The OSSTF is engaged in a work to rule campaign against the school board. And, as is usually the case, the ultimate targets of these shenanigans tend to be the students and parents. Nor is this news limited to Toronto schools. Similar union tactics have been used across Ontario, British Columbia, Alberta and elsewhere.
Report cards that don’t include teacher comments fail to provide context to the final grade and can make it near impossible for parents to assess the academic progress of the child. We all want our kids to get good marks, but we also recognize that the development of good work habits, pride in accomplishments, and self confidence are not necessarily reflected in the final grade. Yet these attributes and others are actually far more important to a child’s development than the culmination of test scores. This is why teachers’ comments are so valuable.
I don’t think parents should simply accept the blank section of the report cards as a fair way of teaching our kids. If the teachers’ union is prohibiting teachers from providing comments, then the onus falls upon parents and students themselves to fill in the missing information.

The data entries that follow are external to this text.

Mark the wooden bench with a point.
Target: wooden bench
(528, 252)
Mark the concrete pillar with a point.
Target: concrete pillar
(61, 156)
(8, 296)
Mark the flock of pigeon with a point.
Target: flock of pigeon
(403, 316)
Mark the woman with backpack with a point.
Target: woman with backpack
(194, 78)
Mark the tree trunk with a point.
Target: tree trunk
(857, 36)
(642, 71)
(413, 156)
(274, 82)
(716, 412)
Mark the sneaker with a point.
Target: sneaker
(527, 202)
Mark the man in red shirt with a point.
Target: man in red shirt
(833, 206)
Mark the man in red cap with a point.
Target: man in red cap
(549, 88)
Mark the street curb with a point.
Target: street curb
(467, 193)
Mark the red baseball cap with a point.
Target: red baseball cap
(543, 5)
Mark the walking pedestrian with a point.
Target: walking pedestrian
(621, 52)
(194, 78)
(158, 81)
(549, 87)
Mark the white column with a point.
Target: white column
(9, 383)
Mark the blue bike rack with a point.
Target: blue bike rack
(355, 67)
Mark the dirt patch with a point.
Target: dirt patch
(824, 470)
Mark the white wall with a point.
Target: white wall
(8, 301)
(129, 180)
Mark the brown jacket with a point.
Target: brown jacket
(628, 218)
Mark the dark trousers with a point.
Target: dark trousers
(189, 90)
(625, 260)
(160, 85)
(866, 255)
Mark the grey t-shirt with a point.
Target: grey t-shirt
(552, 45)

Parents, take this as an opportunity to speak with your child about their school work. Asking your child leading questions can result in a meaningful dialogue about their high school academics.
As a parent of teenage boys, I’ve struggled to get my kids to open up about their school experiences. My boys want to focus on their marks (which thankfully are good) as opposed to how they feel about their course work, their study habits, or even whether they enjoyed the course.
Using the information I receive about the teacher or the course work, I’m able to turn the conversation inward. For example, my son may might say that his science teacher assigned too many group assignments. I could use this as an opening to ask if he enjoys working in a group, or if he finds group work to be frustrating. You would be amazed what you can learn about your child from this line of questioning.
If a child says a particular class was boring, that may indicate that the pace of the classroom moved too slowly for them.
If a child says the pace of the classroom was too fast or the student often felt lost during a lesson, that may indicate that homework wasn’t completed on time, or that the child has fallen behind in learning some of the fundamentals of the subject matter.
When a parent listens carefully to the feedback a child provides about their coursework, a lot of important information can be discovered about the child’s progress.
The OSSTF is downplaying their decision to prohibit teachers’ comments by publicly telling parents that teachers comments on high school report cards are unimportant. Parents know that statement isn’t true. Poor study habits in grade 9 or 10 are hard to correct by the time grade 11 and 12 come along. Teachers may complain about ‘helicopter parents’, but this is only a sign that parents appreciate the importance of high school achievements.
The fact that teachers aren’t providing comments on high school report cards is meant by the union to be taken in a negative light. But it’s also an excellent opportunity to create a dialogue between parents and students that may be more valuable than any cookie cutter comment that the teacher may have provided. If the teachers don’t want to include comments, then the parents and students should write their own.
Maddie Di Muccio is a former town councillor in Newmarket, Ont., and former columnist with the Toronto Sun.